For the last month, Gibbs Magazine has been focusing on the financial rape of church members by ministers in some Black churches, but there are sexual sins among them as well. Those sexual sins may have escalated into sexual crimes, as the Archdiocese of San Francisco's Catholic Church is suggesting by their statement last week. 

Concerning the sexual scandal within all churches, the logical question about these matters has already been asked, but it needs to be asked over and over again: How did the leadership become so corrupt that they could use tender children of their flocks as sexual play-things and feel no shame?

News media throughout this nation and the world betoken that this problem of sexual abuse in the Catholic Church is not localized--it is widespread throughout this nation and the world. Thousands of children and adults have been raped, sodomized, and molested by priests from the porch to the altar. And it has been done repeatedly over many years.

In San Francisco, the District Attorney is calling upon the church to give him access to records of priests going back as many as 75 years; In Los Angeles, the Catholic Church Archdiocese is saying it will work with authorities in purging itself of sick and wrongdoing priests; In Ireland the Church is paying hundreds of millions of dollars for the sexual offenses of many priests who have been abusing many children over many years; in Boston and other cities throughout America, the Catholic Church is paying millions of dollars in lawyers' fees, settlements, hush money, and lawsuit judgments against them. And still, some are saying that we are only seeing the tip of this iceberg. 

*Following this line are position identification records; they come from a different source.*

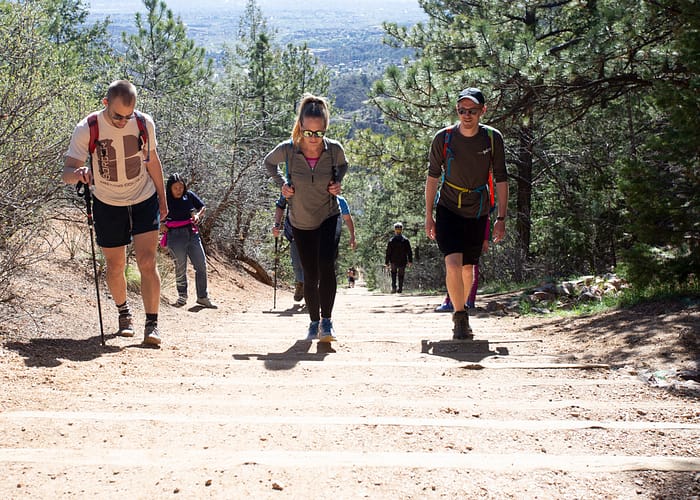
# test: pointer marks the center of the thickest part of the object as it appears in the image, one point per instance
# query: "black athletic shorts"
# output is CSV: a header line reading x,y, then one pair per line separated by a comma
x,y
114,226
455,234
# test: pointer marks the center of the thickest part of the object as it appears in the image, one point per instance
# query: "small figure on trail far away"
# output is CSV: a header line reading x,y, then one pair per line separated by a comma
x,y
398,256
181,237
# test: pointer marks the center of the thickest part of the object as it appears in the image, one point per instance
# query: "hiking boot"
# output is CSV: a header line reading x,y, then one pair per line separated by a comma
x,y
313,331
151,335
206,302
461,330
299,291
445,307
126,326
327,332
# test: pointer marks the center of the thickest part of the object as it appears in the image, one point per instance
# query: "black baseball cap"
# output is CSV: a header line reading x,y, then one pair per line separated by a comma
x,y
473,94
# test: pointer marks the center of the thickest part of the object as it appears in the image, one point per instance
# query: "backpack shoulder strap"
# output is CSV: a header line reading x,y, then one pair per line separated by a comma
x,y
94,131
287,172
448,137
143,134
489,131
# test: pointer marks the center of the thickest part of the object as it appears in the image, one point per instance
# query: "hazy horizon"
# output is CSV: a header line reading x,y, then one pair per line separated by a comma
x,y
267,6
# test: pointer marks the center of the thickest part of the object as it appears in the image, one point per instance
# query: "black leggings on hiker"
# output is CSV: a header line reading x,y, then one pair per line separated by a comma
x,y
317,250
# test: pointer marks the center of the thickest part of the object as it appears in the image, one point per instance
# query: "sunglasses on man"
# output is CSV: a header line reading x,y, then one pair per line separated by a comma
x,y
314,133
469,111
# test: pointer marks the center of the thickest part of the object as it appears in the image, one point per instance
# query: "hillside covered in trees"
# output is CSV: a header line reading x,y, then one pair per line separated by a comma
x,y
597,101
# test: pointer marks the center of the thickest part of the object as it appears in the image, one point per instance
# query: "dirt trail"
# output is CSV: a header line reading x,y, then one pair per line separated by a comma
x,y
235,403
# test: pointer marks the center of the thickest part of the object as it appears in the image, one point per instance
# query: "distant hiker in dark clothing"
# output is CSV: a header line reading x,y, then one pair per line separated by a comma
x,y
185,210
471,159
398,256
315,167
352,275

The San Francisco Archdiocese has suggested that there are problems elsewhere, in other churches. Does that diocese know something that we do not know about an organized and planned system of child sexual abuse that can be viewed as organized crime? This is an interesting concept that may challenge the legal and political notion of separation of church and state if the state looks into the claim that the San Francisco Archdiocese is making. And if they look into that claim, they may unearth many other problems--financial impropriety also.

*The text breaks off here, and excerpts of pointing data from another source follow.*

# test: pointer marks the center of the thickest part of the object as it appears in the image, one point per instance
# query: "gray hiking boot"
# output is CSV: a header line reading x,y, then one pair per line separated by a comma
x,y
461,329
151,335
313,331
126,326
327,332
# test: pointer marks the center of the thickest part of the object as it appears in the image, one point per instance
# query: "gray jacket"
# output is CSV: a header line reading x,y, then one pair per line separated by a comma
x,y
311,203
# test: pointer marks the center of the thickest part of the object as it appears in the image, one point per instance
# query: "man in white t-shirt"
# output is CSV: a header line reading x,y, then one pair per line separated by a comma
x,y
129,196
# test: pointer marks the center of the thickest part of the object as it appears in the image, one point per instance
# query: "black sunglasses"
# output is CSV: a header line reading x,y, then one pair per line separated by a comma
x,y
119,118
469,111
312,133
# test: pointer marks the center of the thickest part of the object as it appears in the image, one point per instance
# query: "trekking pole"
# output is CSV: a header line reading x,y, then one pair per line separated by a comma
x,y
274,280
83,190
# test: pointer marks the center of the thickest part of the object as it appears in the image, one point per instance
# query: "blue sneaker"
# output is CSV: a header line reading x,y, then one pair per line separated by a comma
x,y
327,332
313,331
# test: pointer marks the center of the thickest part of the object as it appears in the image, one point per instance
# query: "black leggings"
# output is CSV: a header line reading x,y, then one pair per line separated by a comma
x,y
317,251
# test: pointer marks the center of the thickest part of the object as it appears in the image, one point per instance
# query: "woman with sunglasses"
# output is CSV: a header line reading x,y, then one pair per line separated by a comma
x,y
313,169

The errors of these present church ministers are historical errors. Whenever we fail to pay attention to our history, we tend to walk in the same flawed steps of others. Historically, Eli's sons were ministers of the house of God, and they committed analogous sins within the temple, behind the altar, much as one female is claiming a priest did to her. Saul, the king the people wanted so desperately, took those people and made merchandise and slaves out of them for his own desires. These acts have occurred before and should have been known by the parishioners of the church if the ministers were teaching the truth. 

When a people allow themselves to trust leadership without reservation and without transparency of stewardship in the office served, that leadership will go from sin to sin and from crime to crime because it can, having no one to check it. Such unaccountable stewardship is absolute power, and we all know the adage of such power. Eventually, however, corrupt leadership reeks from its own fraudulence, grieving the heart of God as well as the community. And the sword will come in some way-either by God's own sword bearers who are free of such behavior or by other means. That is where the church is now, and that too is historically augured.

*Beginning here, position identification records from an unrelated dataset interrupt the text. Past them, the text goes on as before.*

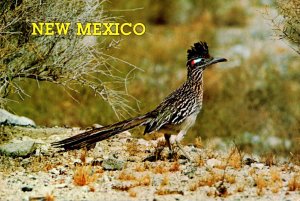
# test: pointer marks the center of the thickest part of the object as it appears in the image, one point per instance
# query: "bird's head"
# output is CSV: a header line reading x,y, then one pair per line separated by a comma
x,y
198,57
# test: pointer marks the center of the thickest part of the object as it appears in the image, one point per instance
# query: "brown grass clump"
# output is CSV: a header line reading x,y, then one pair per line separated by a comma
x,y
200,161
49,197
175,167
132,148
84,175
92,188
240,188
145,180
235,159
269,159
230,179
198,142
294,183
140,168
160,169
276,182
132,193
260,184
126,176
164,191
83,155
165,181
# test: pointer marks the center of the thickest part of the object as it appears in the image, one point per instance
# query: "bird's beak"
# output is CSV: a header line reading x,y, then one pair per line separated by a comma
x,y
216,60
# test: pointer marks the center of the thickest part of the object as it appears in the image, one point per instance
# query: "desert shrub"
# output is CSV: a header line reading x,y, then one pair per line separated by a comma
x,y
66,60
286,24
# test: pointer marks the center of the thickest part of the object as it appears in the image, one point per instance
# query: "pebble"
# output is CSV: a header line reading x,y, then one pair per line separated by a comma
x,y
112,164
258,165
18,149
213,162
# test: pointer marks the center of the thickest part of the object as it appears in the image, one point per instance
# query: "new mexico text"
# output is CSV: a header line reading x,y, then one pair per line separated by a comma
x,y
90,28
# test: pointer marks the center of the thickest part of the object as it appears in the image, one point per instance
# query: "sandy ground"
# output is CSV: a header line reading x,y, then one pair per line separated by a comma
x,y
116,170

Although the SF Archdiocese is using diversionary tactics to direct attention elsewhere, judgment is upon it. Only the naive will be diverted from a rightful focus on the Catholic Church. It is time for the church to heal itself instead of denying sin and pointing elsewhere.

There is a line in an old Negro Spiritual that is apropos to this situation:
“It’s me, it’s me, ol’Lord, standing in the need of prayer. Not my brotha or my sista, but it’s me, ol’Lord, standing in the need of prayer.”